Okay, that makes sense, I started thinking about it and rather than blindly following numbers it makes sense this could turn out to be salty (yuk!). I'll leave out the Baking Soda, I don't have any Calcium Chloride but I was looking at those numbers as it did seem lower than it should be so I'll plan for that in the future. So maybe for this brew just 10g of gypsum and keep the magnesium as is..?

Thanks for your help, I really appreciate it, I am definitely no scientist but I am learning a lot!


----------



## Dan Pratt (22/9/17)

On version 3 mix it up to be like a north east IPA, cloudy and juicy.

double the wheat, double the oats, don't use whirlfloc and dont cold crash.

make it chloride forward 200ppm to sulphate at 80ppm.

double dry hop it.


----------



## Schikitar (22/9/17)

That sounds like a plan!


----------



## Schikitar (24/9/17)

I did my double brew yesterday - was a long day but I thoroughly enjoyed it! I only made one mistake in the first brew (which I carried through in the second) and that was to add my 5 minute hop additions at 10 minutes accidentally, no biggie. In the LupuLN brew I doubled the oats (as an intermediate step towards v3) and didn't add any whirlfloc - would have done the wheat but didn't have any on hand. On both brews I hit my numbers exactly, 1.054 and 1.058 - I've always been close but I've never actually hit those numbers precisely so I gave myself a pat on the back for that!

I've been building a yeast starter, I got the WLP041 Pacific Ale but it was a couple months past its best before, so I have done a two step starter (1.020 and then 1.036) - that seems to be going well.
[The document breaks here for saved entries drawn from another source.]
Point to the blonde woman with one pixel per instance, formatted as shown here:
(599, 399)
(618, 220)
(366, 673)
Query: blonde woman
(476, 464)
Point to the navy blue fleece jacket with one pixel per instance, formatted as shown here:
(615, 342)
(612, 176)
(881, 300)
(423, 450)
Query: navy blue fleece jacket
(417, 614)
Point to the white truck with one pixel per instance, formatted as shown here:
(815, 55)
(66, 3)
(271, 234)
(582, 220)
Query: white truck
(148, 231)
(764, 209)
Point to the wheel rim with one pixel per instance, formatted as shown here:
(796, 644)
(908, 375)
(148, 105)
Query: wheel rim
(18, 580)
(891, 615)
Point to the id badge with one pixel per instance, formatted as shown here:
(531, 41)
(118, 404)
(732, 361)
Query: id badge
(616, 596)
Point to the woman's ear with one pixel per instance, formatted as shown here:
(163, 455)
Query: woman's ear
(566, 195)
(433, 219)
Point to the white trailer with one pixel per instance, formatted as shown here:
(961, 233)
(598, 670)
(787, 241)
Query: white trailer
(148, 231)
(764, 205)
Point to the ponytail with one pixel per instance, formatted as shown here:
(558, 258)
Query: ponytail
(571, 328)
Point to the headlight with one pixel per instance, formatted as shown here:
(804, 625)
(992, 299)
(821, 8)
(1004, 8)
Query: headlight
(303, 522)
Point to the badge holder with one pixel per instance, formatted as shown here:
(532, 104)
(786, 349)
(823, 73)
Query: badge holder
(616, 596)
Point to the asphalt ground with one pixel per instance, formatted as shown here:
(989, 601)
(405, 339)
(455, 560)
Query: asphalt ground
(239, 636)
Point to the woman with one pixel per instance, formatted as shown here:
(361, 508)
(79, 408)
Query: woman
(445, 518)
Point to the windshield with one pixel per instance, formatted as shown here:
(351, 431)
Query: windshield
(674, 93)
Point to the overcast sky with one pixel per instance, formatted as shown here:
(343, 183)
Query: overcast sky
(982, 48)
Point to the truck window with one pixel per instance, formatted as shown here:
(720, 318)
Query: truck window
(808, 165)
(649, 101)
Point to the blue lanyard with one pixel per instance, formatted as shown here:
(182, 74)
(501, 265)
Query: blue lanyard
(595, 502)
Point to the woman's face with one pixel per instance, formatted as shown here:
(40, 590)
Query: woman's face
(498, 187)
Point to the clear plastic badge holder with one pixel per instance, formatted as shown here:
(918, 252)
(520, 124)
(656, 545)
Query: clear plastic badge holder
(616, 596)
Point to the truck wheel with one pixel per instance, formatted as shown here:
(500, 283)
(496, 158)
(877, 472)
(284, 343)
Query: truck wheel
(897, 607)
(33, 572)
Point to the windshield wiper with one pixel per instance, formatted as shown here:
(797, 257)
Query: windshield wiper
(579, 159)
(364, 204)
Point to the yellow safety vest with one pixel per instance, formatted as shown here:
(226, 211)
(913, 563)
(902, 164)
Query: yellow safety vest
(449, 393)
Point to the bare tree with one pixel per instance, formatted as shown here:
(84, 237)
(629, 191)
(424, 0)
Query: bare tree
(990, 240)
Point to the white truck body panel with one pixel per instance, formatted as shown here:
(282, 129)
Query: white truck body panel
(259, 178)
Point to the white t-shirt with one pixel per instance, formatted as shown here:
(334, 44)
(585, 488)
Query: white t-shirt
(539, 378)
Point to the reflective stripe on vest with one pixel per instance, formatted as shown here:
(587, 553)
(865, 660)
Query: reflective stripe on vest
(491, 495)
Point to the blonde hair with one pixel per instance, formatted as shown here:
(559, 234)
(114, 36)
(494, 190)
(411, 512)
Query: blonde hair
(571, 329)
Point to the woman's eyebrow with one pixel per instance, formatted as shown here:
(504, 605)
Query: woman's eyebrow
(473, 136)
Parallel to this I was building out my fridge - spray painted the whole thing and rolled chalkboard paint all over the front door. I also built an internal shelf as I realised I could fit two fermenters in there along with airlocks so that's pretty great! I'll now be able to put down two brews at a time - a longer day but a lot less hassle and a better use of resources, plus, more beer! I'm still trying to work out how best to heat the fridge, was thinking of just using my heatbelt strapped to some sort of heatsink and then maybe put a little portable fan in there to distribute the air more evenly.. I have an Inkbird temp controller, not too sure where to attach the probe to account for the right temp for both brews..


----------